Depute Lord Provost Bill Campbell said advertising the accolade on signs on the approach to Dundee would encourage more people to visit the city, rather than simply driving by.
Speaking at the council’s policy and resources committee, the SNP councillor for Dundee’s West End said the city should have been boasting about becoming the UK’s only UNESCO City of Design for years.
He said: “When will we get signage proclaiming Dundee as a UNESCO City of Design?
“We received the accolade three and a half years ago and by the time the V&A opens it will be nearly four years.”
Mr Campbell said Dundee is only one of a handful of cities to be awarded the title and it was all the more noteworthy because of how small Dundee is compared to others like Berlin and Buenos Aires.
He said: “We want to encourage as many people to come to the city to visit as possible and I feel we should be promoting such a fantastic award. When can we expect to see signs that tell motorists Dundee is a City of Design?
“I hope that when the V&A opens we don’t take as long.”
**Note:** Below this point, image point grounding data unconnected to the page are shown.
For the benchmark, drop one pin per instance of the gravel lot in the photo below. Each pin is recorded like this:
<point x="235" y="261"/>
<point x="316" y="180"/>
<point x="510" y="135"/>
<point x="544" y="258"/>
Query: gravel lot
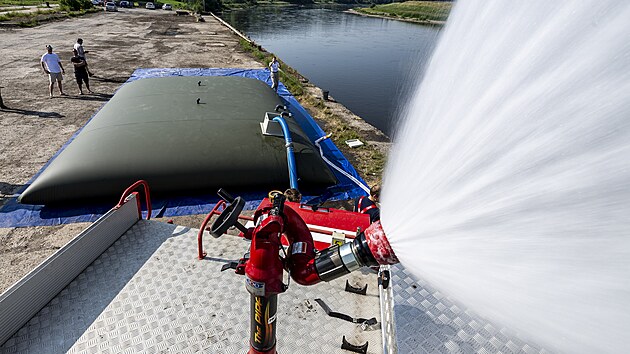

Dundee City Council’s executive director of city development Mike Galloway said he would respond to Mr Campbell with a timescale for the signs within a week.
Councillors agreed to spend £60,000 a year for the next three years as part of its funding to support the UNESCO City of Design team.
The report presented to councillors revealed that more than 500 people took part in last month’s Dundee Design Parade in front of around 3,000 spectators.
Visitors numbers to the Factory Shop in Reform Street, created for Dundee Design Month, have also exceeded expectations.
Planning is already underway for the Dundee Design Festival 2019 while discussions are currently taking place with the Scottish and UK Governments over plans for Dundee to host a major international festival in 2022.
The city originally wanted to host a UNESCO World Festival of Creative Cities in 2023 if it had won the European Capital of Culture title for that year.
Following the European Commission’s decision not to award that title to a UK city because of Brexit, organisers have now decided to press ahead with the festival a year earlier.
It would bring representatives from all 180 cities in UNESCO’s Creative Cities Network.